一般的な学生よりやや遅れて、しかし大学を出ることがようやく現実味を増し始め、こんなことを書くということがどのようなことか。僕はけりを付けたがっている。この空の時間に。逃げ場である、ということは簡単に僕を許してはくれなかった。逃げるためには理由が要る。これは敗北ではなく転戦である、と他人に声を大にして言う、大義名分が要る。我々は価値のもとに生きていかねばならない。そう促す声がずっと鳴っていた。
詩を書くためには時間が必要である。それは僕やあなたが思うよりもずっと長く、果てしない時間である。まずはそれを身に染みさせる必要がある。時間は要るのであるが、作るものではない。在る時間、正確には現在という地点までに在った時間、その長さ、果てしなさを一身に受けなければ始まらない。これまで見たもの、これから見るであろうもの、その全てを請け負うというのは骨が折れる仕事だ。絶望的でもある。そしてその絶望は、甘美な絶望である。これまでとこれからを全て悲観し、それこそが私たちにとっての全てだと悦に入るに足るだけの、やわくて甘い揺らぎだ。

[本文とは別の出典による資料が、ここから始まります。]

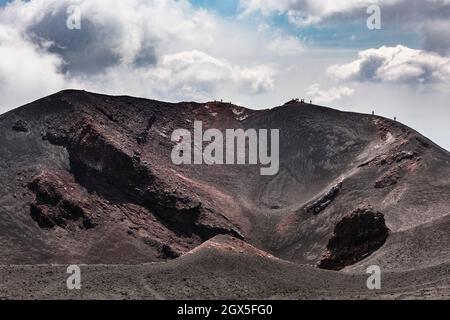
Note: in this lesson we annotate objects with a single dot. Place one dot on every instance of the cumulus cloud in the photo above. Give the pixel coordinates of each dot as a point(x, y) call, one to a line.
point(26, 71)
point(309, 12)
point(398, 64)
point(326, 96)
point(286, 45)
point(153, 48)
point(436, 36)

僕は自分で思うよりも遥かにペシミストであった。これは当然である。逃げ場は最期の場でなければならない。僕にとっての書くということは即ち、死ぬことと同義だった。自分の無価値と立会い、そしてそこに摂理を求める。何者にも許されず、かといって何者にも罰されずただ在る、その地点が詩であった。空、てんてんと転がる鞠のはずみ、公園のベンチにたたずむサラリーマン、その後姿が僕にとっての詩であった。
ほんとうのところ、僕には詩なぞ必要ない。
必要ないことこそが詩であった。
生きる、という時間を何に見ればよいだろうか。ある人は言う。労働に。ある人は言う。空に。僕はそのふたつを結び付けていた。空は、動きである。無は流れる。それをただ正当化するがために、自分の生を犠牲にしたと言ってもいい。その結果生まれ出でたものものを読んで、感動していただけた諸氏、あるいは過去の自分自身、彼らには申し訳ないが、そのようなモチベーションで書かれていたのだ僕の詩は。これは忌むべきことである。少なくとも生活者たる僕にとっては。箸にも棒にもかからぬ言説は、ただただ許す為にあった。なにものでもなく、最大の弱者たる自分を。情けない。僕はおそらく甘く死ぬだろう。このままでは。今日明日死なぬだけの労働をして、三日後以降のことは忘れて。それは幸福という名では呼ばれない。若く美しい肉体が朽ちる夜に、僕は無に抱かれるのだ。部屋いっぱいに堆く積もった、日々の無に。
では、
何を書こうというのか、これから?
心よわい人、わたし。ゆえに僕は必死だった。自分の作が何かであることに。偉大な何か。美しい何か。価値ある何か。やめだやめだ。空のために書くな。空を書け。わたしがわたしを証明するための文言ならば、これから先幾重にも重ねねばならない。運転免許証、学位、職務履歴書、源泉徴収、煙草ひとつ買うにも問われる、わたしはなにものであるか?馬鹿馬鹿しい。僕は甘んじてきた。その時間こそが僕だ。それを誰よりも僕は認めよう。このときに馬鹿馬鹿しさの質は立ち代わる。僕はグリッドに制約されない。切り分けられたフレームの中に収まるのは僕の部分だ。たとえそれが全体であったとしても、さしたる問題ではない。たまたまグリッドが僕より大きかっただけの話だ。空に浮かぶ鳥の姿を収める写真は、鳥の目の輝きを見ない。単にサイズの問題だ。距離感の問題だ。位相よ死ね。馬鹿馬鹿しい。苛立つな、その必要はない。僕はあらかじめ空である。そのために充分な時間は費やした。今こそはっきりと言おう、誰にも認められる必要はない。だから、認められにいこう。もう充分だ。
空のために書くな。空を書け。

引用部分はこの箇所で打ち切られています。